For the last few weeks there has been an ongoing story in the media about this iPhone that was the property of a mass shooter in San Bernadino County, California. The FBI doesn't have the password, and Apple doesn't have a straight forward way to give it to them. The phone is owned by the shooter's boss, the County of San Bernadino. They want the FBI to have access, so there isn't any roadblock there. Since they didn't get cooperation by asking nicely, the FBI got a court order. So now Apple is facing a deadline this coming Friday, when the wrath of the law will descend on them if they don't uncork some magic to get around that pesky password problem. From my radio I heard that there would be a vigil outside the Apple Store in Palo Alto. I showed up to add my support to the event.



From half a block away it just looked like a couple of dozen people not moving too fast on the sidewalk. There wasn't any of the noisy chanting you see at union protests. As I got closer I realized that some of them were brandishing iPhones and iPads.

        

Maybe half a dozen of those present were reporters of one kind or another. There was a TV news crew I didn't take a picture of.

     

The fine print reads "YOU MAY BE ORDERED TO DESTROY IT TO". The idea is that old thing "good fences make good neighbors". That password was enough to force the world to respect the phone's owner's rights. How do we keep the bullies from forcing their wills on us without the good encryption it was part of?

     

Under progress the fine print is "CAN THE GOVERNMENT FORBID PRIME NUMBERS?" I wish I'd asked why that guy sees a connection between prime numbers and progress. Bound to be a story there.
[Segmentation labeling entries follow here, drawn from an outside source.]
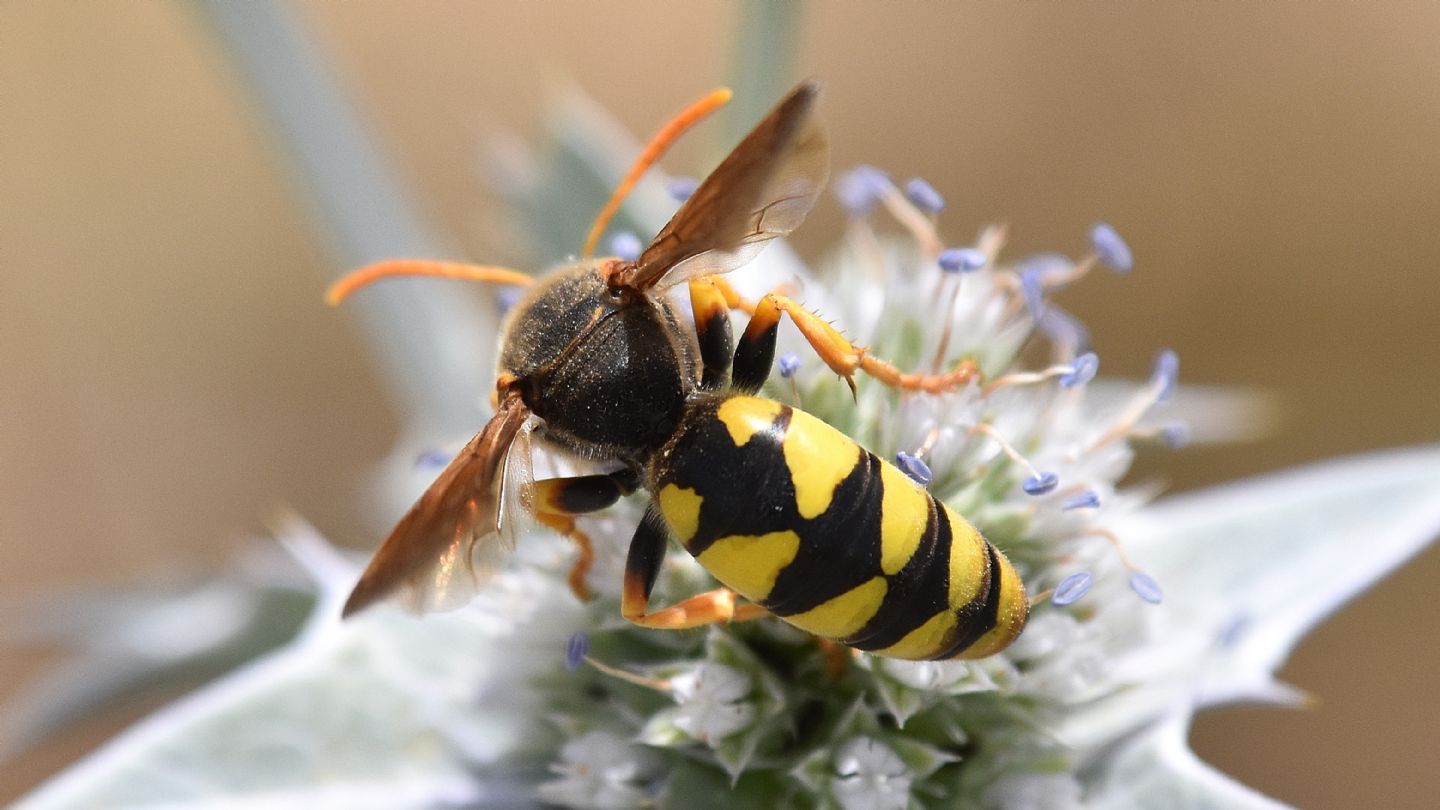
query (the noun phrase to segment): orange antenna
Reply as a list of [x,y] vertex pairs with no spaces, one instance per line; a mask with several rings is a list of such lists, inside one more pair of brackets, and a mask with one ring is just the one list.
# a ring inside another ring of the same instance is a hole
[[346,274],[325,290],[325,303],[338,306],[351,293],[382,278],[396,275],[429,275],[436,278],[459,278],[464,281],[495,281],[498,284],[520,284],[521,287],[534,284],[534,278],[510,270],[508,267],[485,267],[478,264],[461,264],[455,261],[429,259],[390,259],[361,267]]
[[685,133],[690,127],[694,127],[700,121],[710,115],[716,110],[720,110],[730,101],[730,88],[720,88],[710,91],[708,95],[696,101],[690,107],[684,108],[680,115],[670,120],[668,124],[655,133],[655,137],[649,138],[645,144],[645,151],[639,153],[635,163],[631,166],[629,174],[621,180],[619,186],[615,186],[615,193],[611,195],[611,200],[605,203],[600,215],[595,218],[595,225],[590,225],[590,235],[585,238],[585,249],[580,251],[582,258],[590,258],[595,255],[595,244],[600,241],[600,233],[605,232],[605,226],[611,223],[615,212],[621,209],[621,203],[629,196],[631,189],[639,182],[641,174],[647,169],[655,164],[657,160],[675,143],[680,135]]

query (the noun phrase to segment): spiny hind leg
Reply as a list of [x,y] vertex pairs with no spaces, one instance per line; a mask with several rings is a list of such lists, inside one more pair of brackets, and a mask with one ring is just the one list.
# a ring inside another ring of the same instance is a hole
[[536,520],[570,538],[579,549],[575,566],[570,568],[569,584],[570,592],[580,601],[590,598],[585,578],[595,565],[595,543],[575,525],[575,516],[613,506],[622,494],[635,491],[635,474],[628,470],[534,483]]
[[783,314],[791,316],[791,321],[801,330],[819,359],[825,360],[825,365],[837,375],[845,378],[851,392],[855,391],[855,372],[865,372],[893,388],[927,393],[950,391],[981,376],[979,368],[969,359],[960,360],[955,369],[945,373],[901,372],[893,363],[871,356],[864,346],[851,343],[818,314],[776,291],[760,298],[760,303],[756,304],[755,314],[736,346],[732,369],[736,388],[750,392],[759,391],[765,378],[770,375],[770,365],[775,362],[775,337]]
[[730,304],[726,294],[734,290],[714,275],[690,280],[690,311],[696,316],[696,337],[700,339],[700,360],[704,365],[701,388],[716,391],[730,379],[730,353],[734,340],[730,336]]
[[665,561],[664,526],[651,516],[639,522],[625,558],[625,587],[621,591],[621,615],[641,627],[687,630],[706,624],[749,621],[769,611],[750,602],[739,602],[734,591],[716,588],[683,600],[658,611],[649,611],[649,594],[655,589],[660,565]]

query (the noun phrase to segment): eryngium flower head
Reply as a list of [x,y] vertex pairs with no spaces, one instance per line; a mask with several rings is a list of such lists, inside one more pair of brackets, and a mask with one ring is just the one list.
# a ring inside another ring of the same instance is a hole
[[[1151,411],[1174,389],[1178,365],[1162,352],[1148,383],[1096,406],[1087,388],[1099,359],[1079,321],[1051,301],[1097,262],[1113,264],[1120,236],[1097,226],[1096,252],[1079,261],[1009,261],[996,228],[948,246],[933,219],[943,202],[922,180],[901,190],[863,167],[837,190],[852,218],[818,272],[770,257],[737,284],[759,293],[786,282],[876,356],[920,372],[975,360],[982,380],[914,393],[860,379],[852,395],[798,334],[785,334],[768,393],[894,458],[973,522],[1038,594],[1030,626],[1012,647],[976,662],[871,657],[773,618],[688,633],[634,627],[618,620],[619,569],[639,497],[582,519],[600,558],[589,578],[589,666],[564,667],[557,647],[539,686],[543,716],[560,732],[549,754],[556,778],[541,788],[549,801],[612,803],[613,791],[573,790],[575,739],[590,741],[592,775],[639,774],[660,757],[645,798],[661,806],[684,806],[714,785],[733,791],[734,807],[773,807],[776,797],[847,810],[995,803],[1034,778],[1063,783],[1064,796],[1079,791],[1084,752],[1053,729],[1073,706],[1133,683],[1117,663],[1148,644],[1146,602],[1159,601],[1161,588],[1113,529],[1145,502],[1117,481],[1132,441],[1156,438]],[[899,235],[871,222],[880,209],[901,225]],[[711,587],[677,548],[655,601]]]

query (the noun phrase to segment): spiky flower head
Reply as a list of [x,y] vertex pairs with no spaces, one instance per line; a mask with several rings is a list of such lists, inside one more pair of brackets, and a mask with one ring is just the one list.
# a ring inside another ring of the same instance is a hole
[[[596,128],[572,124],[563,131]],[[576,197],[573,177],[554,180],[564,193],[517,200],[549,239],[567,232],[556,206]],[[654,232],[693,189],[657,189],[649,221],[631,228]],[[1079,259],[1017,259],[999,229],[943,239],[943,197],[923,182],[897,189],[863,167],[834,189],[852,218],[815,272],[772,244],[733,281],[759,295],[788,280],[792,297],[901,368],[969,357],[985,376],[940,395],[861,379],[851,399],[782,331],[769,393],[893,458],[1009,555],[1037,600],[1009,649],[909,663],[824,647],[775,620],[635,628],[616,591],[639,499],[580,520],[599,552],[589,602],[566,584],[570,543],[540,533],[464,610],[340,623],[357,561],[287,520],[279,536],[318,591],[295,638],[17,807],[1276,807],[1187,749],[1189,716],[1299,702],[1273,677],[1296,640],[1440,532],[1440,448],[1146,504],[1116,481],[1133,445],[1189,440],[1152,417],[1175,392],[1178,360],[1159,352],[1151,379],[1117,393],[1096,379],[1084,327],[1054,301],[1097,264],[1130,270],[1119,233],[1092,228]],[[413,447],[397,457],[412,494],[433,477],[435,460],[416,463]],[[253,654],[256,628],[268,637],[305,600],[292,571],[252,569],[121,611],[65,602],[65,615],[81,614],[72,673],[102,675],[48,680],[7,705],[0,755],[122,693],[135,673]],[[677,549],[657,601],[710,587]]]
[[[950,807],[994,803],[1009,790],[995,785],[1034,778],[1076,793],[1081,758],[1037,732],[1057,728],[1070,706],[1129,685],[1132,675],[1115,662],[1146,643],[1146,601],[1161,589],[1110,523],[1145,500],[1117,480],[1132,441],[1155,437],[1146,417],[1172,389],[1176,363],[1161,353],[1149,383],[1096,408],[1086,395],[1099,360],[1077,339],[1083,330],[1057,329],[1077,321],[1050,300],[1123,242],[1106,228],[1077,261],[1011,261],[998,228],[972,245],[948,245],[935,219],[943,200],[923,180],[900,189],[861,167],[837,189],[852,221],[819,270],[791,264],[775,278],[783,265],[770,262],[740,285],[793,285],[901,369],[943,372],[975,360],[984,375],[942,393],[861,379],[852,395],[788,334],[768,393],[894,458],[972,520],[1038,594],[1030,627],[989,659],[919,663],[819,643],[769,618],[687,633],[634,627],[618,620],[618,572],[644,509],[636,499],[582,519],[600,558],[579,636],[585,654],[575,654],[572,638],[566,667],[556,649],[553,673],[537,686],[556,734],[549,748],[527,752],[550,758],[549,801],[611,807],[626,796],[683,807],[720,785],[729,807],[773,807],[778,797],[793,807]],[[655,601],[711,587],[674,549]],[[577,790],[577,773],[592,781],[621,774],[624,790]]]

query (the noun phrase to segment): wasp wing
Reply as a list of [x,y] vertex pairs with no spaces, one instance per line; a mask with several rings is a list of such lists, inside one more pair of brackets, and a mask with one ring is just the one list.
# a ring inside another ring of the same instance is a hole
[[812,81],[791,91],[680,206],[622,284],[662,288],[729,272],[799,228],[829,176],[818,94]]
[[[501,490],[516,437],[530,411],[507,396],[485,427],[405,513],[360,577],[341,615],[390,600],[428,613],[454,610],[514,548],[501,520]],[[528,447],[528,442],[521,442]],[[528,460],[517,460],[528,468]]]

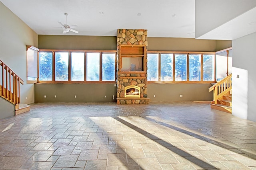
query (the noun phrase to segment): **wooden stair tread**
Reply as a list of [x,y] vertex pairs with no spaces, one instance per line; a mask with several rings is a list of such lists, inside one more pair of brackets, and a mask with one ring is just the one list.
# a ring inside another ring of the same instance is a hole
[[230,109],[232,109],[232,106],[226,106],[226,105],[223,105],[222,104],[211,104],[211,105],[218,106],[220,107],[222,107],[228,108],[230,108]]
[[232,113],[232,106],[223,105],[220,104],[211,104],[211,108],[229,113]]
[[218,100],[219,101],[225,102],[228,102],[228,103],[232,103],[232,101],[230,100],[219,100],[218,99],[217,100]]
[[20,104],[18,107],[15,110],[15,115],[26,112],[30,110],[30,106],[26,104]]

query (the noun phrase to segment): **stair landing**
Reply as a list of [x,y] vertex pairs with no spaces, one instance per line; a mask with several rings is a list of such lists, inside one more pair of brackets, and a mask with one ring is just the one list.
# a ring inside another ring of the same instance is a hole
[[30,110],[30,106],[26,104],[20,104],[15,106],[15,115],[26,112]]

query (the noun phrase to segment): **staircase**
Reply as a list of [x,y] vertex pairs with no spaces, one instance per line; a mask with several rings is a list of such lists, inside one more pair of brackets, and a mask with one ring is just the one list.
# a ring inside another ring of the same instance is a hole
[[213,100],[211,108],[230,113],[232,113],[232,74],[209,88],[213,90]]
[[24,84],[23,80],[1,60],[0,68],[0,96],[13,104],[15,115],[29,111],[29,105],[20,104],[20,84]]

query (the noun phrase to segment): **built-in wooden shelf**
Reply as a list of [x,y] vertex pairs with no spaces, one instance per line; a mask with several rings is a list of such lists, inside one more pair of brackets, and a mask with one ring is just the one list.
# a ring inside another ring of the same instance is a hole
[[120,44],[118,48],[120,73],[146,73],[146,45]]
[[146,77],[119,77],[119,78],[146,78]]

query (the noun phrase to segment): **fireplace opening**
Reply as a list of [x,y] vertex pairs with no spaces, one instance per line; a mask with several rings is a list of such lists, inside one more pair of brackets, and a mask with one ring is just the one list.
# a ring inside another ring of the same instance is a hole
[[125,98],[138,98],[140,97],[140,88],[137,86],[128,86],[124,88]]

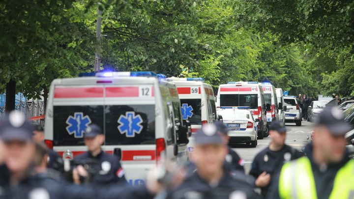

Over machine breaking the fine print is "CAN'T OUTSMART IT? OUTLAW IT!" That's a summary of the bullies SOP.

        

There must be an app or a website or something with a lot of signs to download and put on your iPhone/iPad for the event. I saw the woman in blue scrolling through them before she picked this one. Didn't get to see the ones that nobody showed me.

  

The newspaper a few days before heavily colored my thinking. It was one of those "everything's connected to everything else" kind of moments. A perfect storm of privacy stories colluded to give me that "reading the news only makes it worse" feelings. It wasn't just the Apple story, despite the fact that was the main news. There was also a woman with 33 IDs. The bottom line was a "nobody here but us chickens" political story. And then there was a row of private advertisers I cut out of the preview. Click on Cook to find out more.

     

People were talking about the fine points of privacy policy. What I got from it was that once your phone has things like your bank account numbers on it, any thief that can get into it can drain your money away with just a few keystrokes. And then there are things like those pictures you don't want the world to see of your significant other at home.... Good password protection is a valuable tool in minimizing that kind of problem.



This sign captured the essence of what I'd learned back in my video game days. Anything worth protecting will have lots of kids/enemies/etc. looking for a way to get past the barrier. The safest way to protect the doorway is to not have another doorway they won't need your key for.